Speaker
Description
Who authenticates Linux? In the age of Azure Entra ID, Okta, Google Workspace, and beyond, the answer is increasingly "not your local LDAP or Kerberos realm." Modern identity providers rely on OAuth2, device compliance, and custom multi-factor authentication (MFA) flows that are fundamentally browser-centric — which sits at odds with how a Linux login works.
PAM was designed decades ago for direct credential checks (think passwords). It's poorly suited to today's delegated, web-driven identity. Windows gets around this by invoking MFA flows in a desktop context, popping up a browser window for the user. Linux can't now (and arguably shouldn't) run a browser at the login prompt. So how do we integrate modern cloud identity — with MFA, device trust, policy enforcement — into the Linux login experience?

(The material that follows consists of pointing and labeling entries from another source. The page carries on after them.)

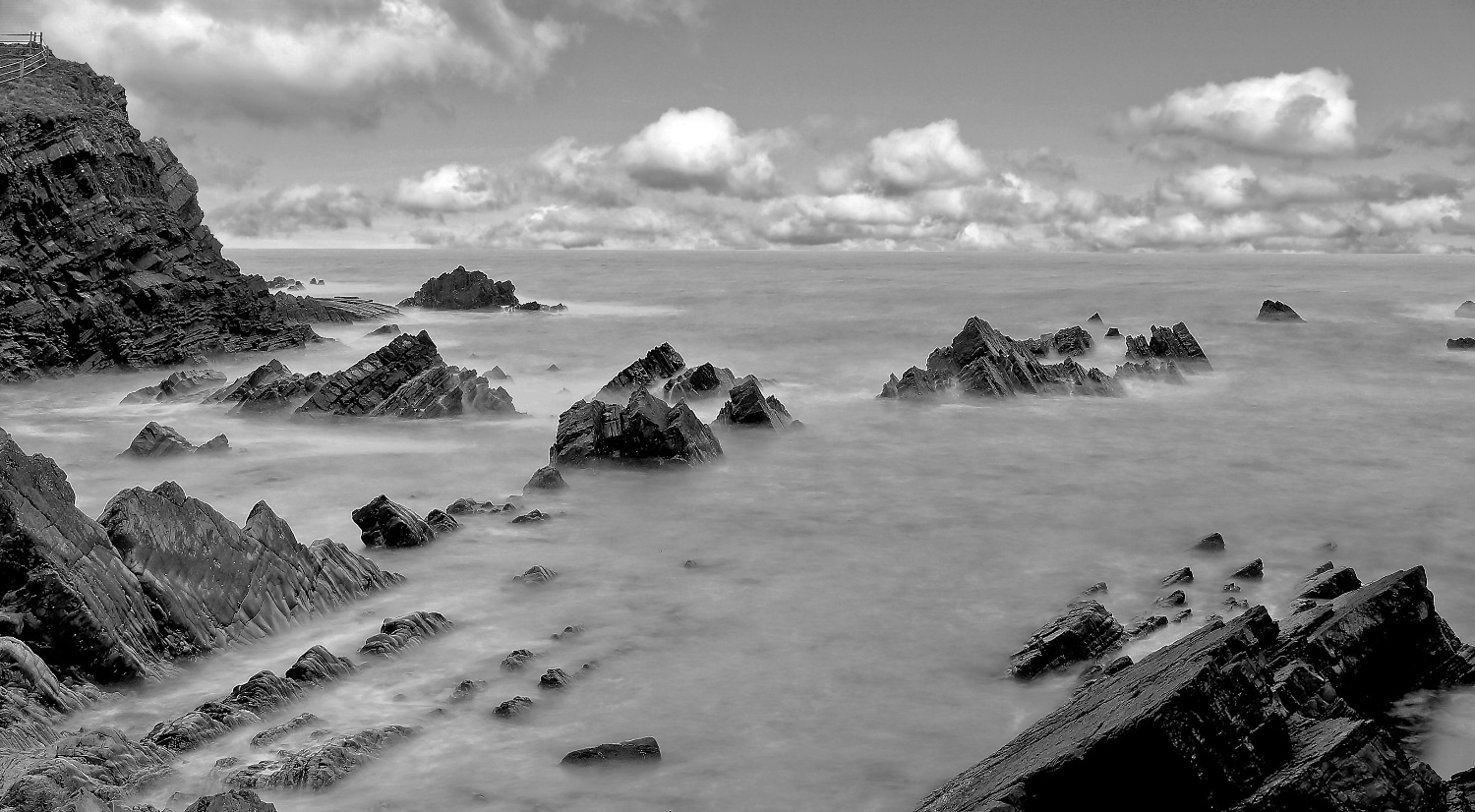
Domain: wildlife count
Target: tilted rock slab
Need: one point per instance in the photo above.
(646, 431)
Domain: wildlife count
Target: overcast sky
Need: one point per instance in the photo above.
(956, 124)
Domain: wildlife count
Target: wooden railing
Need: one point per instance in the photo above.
(21, 55)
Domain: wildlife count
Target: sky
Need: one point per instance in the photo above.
(1338, 126)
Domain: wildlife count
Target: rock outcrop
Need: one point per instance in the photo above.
(746, 407)
(1277, 312)
(1244, 715)
(462, 289)
(645, 431)
(981, 362)
(105, 260)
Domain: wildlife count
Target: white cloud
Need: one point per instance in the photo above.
(1307, 114)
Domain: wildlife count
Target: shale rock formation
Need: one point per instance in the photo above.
(159, 575)
(105, 260)
(982, 362)
(645, 431)
(462, 289)
(1247, 715)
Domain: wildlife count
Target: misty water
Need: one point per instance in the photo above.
(843, 638)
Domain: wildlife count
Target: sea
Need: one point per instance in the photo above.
(822, 619)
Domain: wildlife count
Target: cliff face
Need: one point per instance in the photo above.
(105, 259)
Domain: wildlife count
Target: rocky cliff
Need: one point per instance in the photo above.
(105, 259)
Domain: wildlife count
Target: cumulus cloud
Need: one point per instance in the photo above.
(295, 208)
(704, 149)
(1306, 115)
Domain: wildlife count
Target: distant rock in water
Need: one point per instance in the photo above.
(981, 362)
(105, 259)
(386, 523)
(179, 385)
(660, 363)
(156, 439)
(462, 289)
(1168, 342)
(746, 407)
(699, 383)
(645, 431)
(1277, 312)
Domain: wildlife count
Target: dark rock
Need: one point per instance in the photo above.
(1183, 575)
(536, 575)
(515, 708)
(660, 363)
(232, 800)
(746, 407)
(397, 634)
(1254, 569)
(462, 289)
(633, 750)
(1330, 584)
(548, 478)
(283, 729)
(179, 385)
(319, 765)
(646, 431)
(1086, 631)
(1168, 342)
(699, 383)
(442, 522)
(1212, 543)
(385, 523)
(1276, 312)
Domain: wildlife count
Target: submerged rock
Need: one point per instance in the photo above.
(388, 523)
(462, 289)
(633, 750)
(1276, 312)
(646, 431)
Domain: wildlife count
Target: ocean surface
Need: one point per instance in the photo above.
(843, 638)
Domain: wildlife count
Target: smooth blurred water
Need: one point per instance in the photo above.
(843, 643)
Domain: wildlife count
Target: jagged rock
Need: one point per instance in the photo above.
(321, 765)
(1277, 312)
(515, 708)
(746, 407)
(161, 575)
(699, 383)
(268, 388)
(633, 750)
(386, 523)
(1168, 342)
(1182, 575)
(1330, 584)
(548, 478)
(536, 575)
(232, 800)
(283, 729)
(462, 289)
(397, 634)
(105, 260)
(1086, 631)
(179, 385)
(1254, 569)
(663, 362)
(1212, 543)
(646, 431)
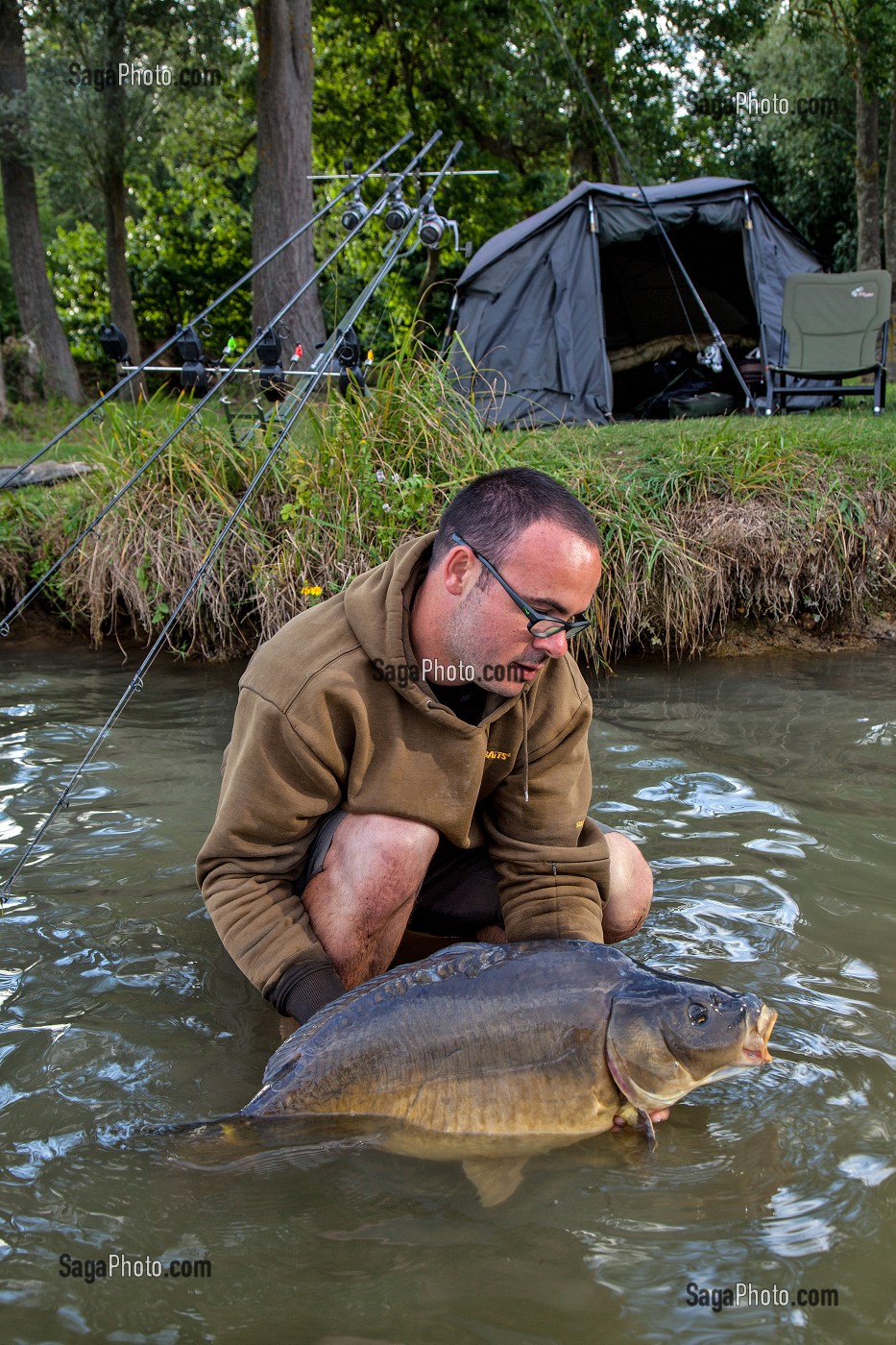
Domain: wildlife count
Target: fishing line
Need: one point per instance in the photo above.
(714, 329)
(322, 363)
(352, 185)
(213, 392)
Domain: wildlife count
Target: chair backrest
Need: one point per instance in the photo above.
(833, 320)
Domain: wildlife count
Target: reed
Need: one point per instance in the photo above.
(705, 522)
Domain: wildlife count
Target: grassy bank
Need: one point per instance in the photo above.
(705, 522)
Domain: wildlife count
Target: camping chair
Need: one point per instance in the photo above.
(832, 323)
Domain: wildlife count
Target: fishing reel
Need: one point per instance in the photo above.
(399, 212)
(351, 376)
(114, 343)
(432, 229)
(194, 376)
(271, 379)
(354, 212)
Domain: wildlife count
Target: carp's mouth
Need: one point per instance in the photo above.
(755, 1051)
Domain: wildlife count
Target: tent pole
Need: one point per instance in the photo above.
(594, 257)
(714, 329)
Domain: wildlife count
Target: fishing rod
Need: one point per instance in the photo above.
(714, 329)
(225, 379)
(132, 373)
(136, 682)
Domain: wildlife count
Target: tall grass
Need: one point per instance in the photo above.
(701, 524)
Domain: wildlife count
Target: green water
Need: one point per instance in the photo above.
(764, 796)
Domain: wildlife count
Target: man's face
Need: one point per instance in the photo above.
(553, 571)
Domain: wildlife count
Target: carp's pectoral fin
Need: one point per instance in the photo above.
(648, 1129)
(496, 1179)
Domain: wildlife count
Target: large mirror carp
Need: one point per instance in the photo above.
(489, 1053)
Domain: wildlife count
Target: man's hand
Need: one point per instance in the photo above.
(620, 1123)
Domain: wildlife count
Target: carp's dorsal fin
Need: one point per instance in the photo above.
(496, 1179)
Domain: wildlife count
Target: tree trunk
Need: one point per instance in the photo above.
(116, 199)
(4, 404)
(27, 258)
(889, 225)
(282, 194)
(866, 177)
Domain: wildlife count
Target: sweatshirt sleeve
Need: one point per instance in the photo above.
(275, 790)
(552, 860)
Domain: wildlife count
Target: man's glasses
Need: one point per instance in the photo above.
(539, 624)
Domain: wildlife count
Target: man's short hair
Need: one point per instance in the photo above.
(496, 508)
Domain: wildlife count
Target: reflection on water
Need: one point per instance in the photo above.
(764, 796)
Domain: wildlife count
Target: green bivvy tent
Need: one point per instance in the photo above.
(563, 316)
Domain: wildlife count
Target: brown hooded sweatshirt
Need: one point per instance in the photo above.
(323, 722)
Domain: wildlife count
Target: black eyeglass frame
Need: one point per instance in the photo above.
(569, 628)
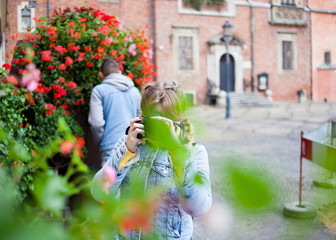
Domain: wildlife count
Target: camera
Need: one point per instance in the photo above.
(157, 130)
(142, 121)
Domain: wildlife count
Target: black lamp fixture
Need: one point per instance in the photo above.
(32, 4)
(227, 36)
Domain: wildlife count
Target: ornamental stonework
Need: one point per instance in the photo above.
(288, 13)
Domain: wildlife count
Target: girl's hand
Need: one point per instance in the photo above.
(135, 128)
(160, 131)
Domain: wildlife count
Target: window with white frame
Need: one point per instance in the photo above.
(288, 2)
(185, 49)
(25, 17)
(287, 49)
(116, 1)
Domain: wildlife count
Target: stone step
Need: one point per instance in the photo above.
(245, 99)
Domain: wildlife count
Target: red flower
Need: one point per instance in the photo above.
(138, 81)
(49, 108)
(113, 53)
(130, 75)
(68, 61)
(81, 56)
(65, 107)
(46, 56)
(51, 67)
(71, 85)
(62, 67)
(72, 25)
(7, 66)
(12, 80)
(67, 146)
(78, 35)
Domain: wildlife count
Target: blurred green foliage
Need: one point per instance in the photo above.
(250, 187)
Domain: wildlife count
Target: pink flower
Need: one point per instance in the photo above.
(31, 78)
(108, 178)
(131, 49)
(108, 40)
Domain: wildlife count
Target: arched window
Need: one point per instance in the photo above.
(25, 17)
(288, 2)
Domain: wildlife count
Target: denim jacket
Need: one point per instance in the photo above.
(184, 199)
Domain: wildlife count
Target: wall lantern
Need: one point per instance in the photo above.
(262, 81)
(32, 4)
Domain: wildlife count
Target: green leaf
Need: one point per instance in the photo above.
(18, 152)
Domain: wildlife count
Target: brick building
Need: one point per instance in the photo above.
(277, 40)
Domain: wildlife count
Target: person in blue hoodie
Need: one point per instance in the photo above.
(165, 156)
(113, 104)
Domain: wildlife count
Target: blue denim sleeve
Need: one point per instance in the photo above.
(195, 197)
(117, 154)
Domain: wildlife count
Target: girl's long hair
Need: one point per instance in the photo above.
(167, 99)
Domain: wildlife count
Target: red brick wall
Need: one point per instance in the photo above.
(323, 39)
(136, 13)
(284, 86)
(326, 88)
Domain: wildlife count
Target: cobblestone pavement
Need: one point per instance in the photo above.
(270, 138)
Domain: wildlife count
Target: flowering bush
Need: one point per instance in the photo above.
(46, 216)
(69, 49)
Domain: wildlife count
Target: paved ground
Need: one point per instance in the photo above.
(267, 138)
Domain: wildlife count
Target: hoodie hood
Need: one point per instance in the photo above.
(120, 81)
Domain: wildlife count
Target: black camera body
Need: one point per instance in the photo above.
(142, 121)
(153, 126)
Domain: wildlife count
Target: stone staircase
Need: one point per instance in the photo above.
(245, 99)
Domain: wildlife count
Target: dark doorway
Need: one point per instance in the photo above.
(223, 74)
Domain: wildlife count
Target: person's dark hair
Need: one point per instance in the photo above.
(109, 66)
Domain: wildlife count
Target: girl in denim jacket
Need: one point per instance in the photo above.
(159, 150)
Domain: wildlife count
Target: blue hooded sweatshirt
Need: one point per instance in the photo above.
(113, 104)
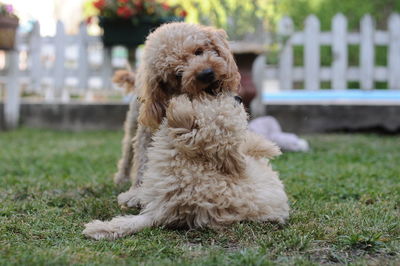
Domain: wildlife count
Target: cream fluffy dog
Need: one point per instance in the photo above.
(205, 169)
(178, 59)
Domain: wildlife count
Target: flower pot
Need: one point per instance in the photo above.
(125, 32)
(8, 30)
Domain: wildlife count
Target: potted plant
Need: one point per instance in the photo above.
(8, 27)
(128, 22)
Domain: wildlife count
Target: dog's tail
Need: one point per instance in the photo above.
(125, 78)
(118, 227)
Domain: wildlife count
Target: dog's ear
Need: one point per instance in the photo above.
(154, 103)
(258, 147)
(180, 113)
(219, 40)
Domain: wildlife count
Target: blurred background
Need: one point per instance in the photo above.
(291, 53)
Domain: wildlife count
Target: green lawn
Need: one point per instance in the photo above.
(344, 196)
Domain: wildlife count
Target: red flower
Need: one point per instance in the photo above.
(89, 20)
(165, 6)
(183, 13)
(124, 11)
(99, 4)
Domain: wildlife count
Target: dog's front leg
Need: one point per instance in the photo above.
(118, 227)
(141, 144)
(130, 129)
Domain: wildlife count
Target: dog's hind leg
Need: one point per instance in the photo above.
(130, 128)
(130, 198)
(118, 227)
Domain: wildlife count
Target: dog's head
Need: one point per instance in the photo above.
(212, 129)
(181, 58)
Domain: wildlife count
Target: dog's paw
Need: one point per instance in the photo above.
(129, 199)
(120, 178)
(100, 230)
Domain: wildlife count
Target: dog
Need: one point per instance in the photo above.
(178, 58)
(205, 169)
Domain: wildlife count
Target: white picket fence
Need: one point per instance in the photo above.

In this talk, I'll demo Himmelblau, an open-source project that glues Azure Entra ID into PAM and NSS. We'll explore the tricky hacks needed to make this work. But this is a bespoke solution for one IdP. Each provider implements their own authentication extensions on top of OAuth2. There's no standard for non-browser-based MFA integration in a PAM/NSS world. Should we start drafting one? Let's discuss what a sane future might look like — and how Linux systems could better support cloud-native identity out of the box.